Although much has been written about climate change and poverty as distinct and complex problems, the link between them has received little attention. Understanding this link is vital for the formulation of effective policy responses to climate change. This paper focuses on agriculture as a primary means by which the impacts of climate change are transmitted to the poor, and as a sector at the forefront of climate change mitigation efforts in developing countries. In so doing, the paper offers some important insights that may help shape future policies as well as ongoing research in this area.

How do governments respond to food price spikes? Lessons from the past

Food prices in international markets spiked upward in 2008, doubling or more in a matter of months. Evidence is still being compiled on policy responses over the following two years, but lessons can be learned from the price spike in 1973, the magnitude and speed of which were similar to those experienced around the 2008 spike. In developing countries, policy responses to the earlier spike lowered the (negative) nominal assistance coefficient for agriculture by one-third between 1972 and 1974 before it was returned to the same level by 1976. That was twice the extent of the fall and recovery of the (positive) nominal assistance coefficient for high-income countries. However, the trade and welfare effects of those changes were much less for developing than high-income countries, suggesting the dispersion of distortion rates among farm industries decreased in developing countries. The adjustments were virtually all due to suspension and then reinstatement of import restrictions, with changes in export taxation by developing countries playing an additional (but minor) role during 1972-74. This beggar-thy-neighbor dimension of each government’'s food policies is worrying because it reduces the role that trade between nations can play in bringing stability to the world’'s food markets. More effort appears to be needed before a multilateral agreement to desist can be reached.

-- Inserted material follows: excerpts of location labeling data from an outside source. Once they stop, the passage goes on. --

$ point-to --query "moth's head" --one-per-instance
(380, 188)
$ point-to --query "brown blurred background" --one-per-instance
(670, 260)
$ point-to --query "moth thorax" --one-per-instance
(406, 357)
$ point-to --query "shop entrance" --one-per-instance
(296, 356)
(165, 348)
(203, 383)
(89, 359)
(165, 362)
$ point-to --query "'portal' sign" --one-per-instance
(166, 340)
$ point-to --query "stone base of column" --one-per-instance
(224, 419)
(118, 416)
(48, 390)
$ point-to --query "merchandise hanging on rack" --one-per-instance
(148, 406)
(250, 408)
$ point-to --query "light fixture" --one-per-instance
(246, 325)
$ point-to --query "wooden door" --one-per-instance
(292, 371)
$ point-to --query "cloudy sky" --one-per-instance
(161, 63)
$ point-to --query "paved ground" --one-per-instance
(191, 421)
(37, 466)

The Economic Consequences of “Brain Drain” of the Best and Brightest

Brain drain has long been a common concern for migrant-sending countries, particularly for small countries where high-skilled emigration rates are highest. However, while economic theory suggests a number of possible benefits, in addition to costs, from skilled emigration, the evidence base on many of these is very limited. Moreover, the lessons from case studies of benefits to China and India from skilled emigration may not be relevant to much smaller countries. This paper presents the results of innovative surveys which tracked academic high-achievers from five countries to wherever they moved in the world in order to directly measure at the micro level the channels through which high-skilled emigration affects the sending country. The results show that there are very high levels of emigration and of return migration among the very highly skilled; the income gains to the best and brightest from migrating are very large, and an order of magnitude or more greater than any other effect; there are large benefits from migration in terms of postgraduate education; most high-skilled migrants from poorer countries send remittances; but that involvement in trade and foreign direct investment is a rare occurrence. There is considerable knowledge flow from both current and return migrants about job and study opportunities abroad, but little net knowledge sharing from current migrants to home country governments or businesses. Finally, the fiscal costs vary considerably across countries, and depend on the extent to which governments rely on progressive income taxation.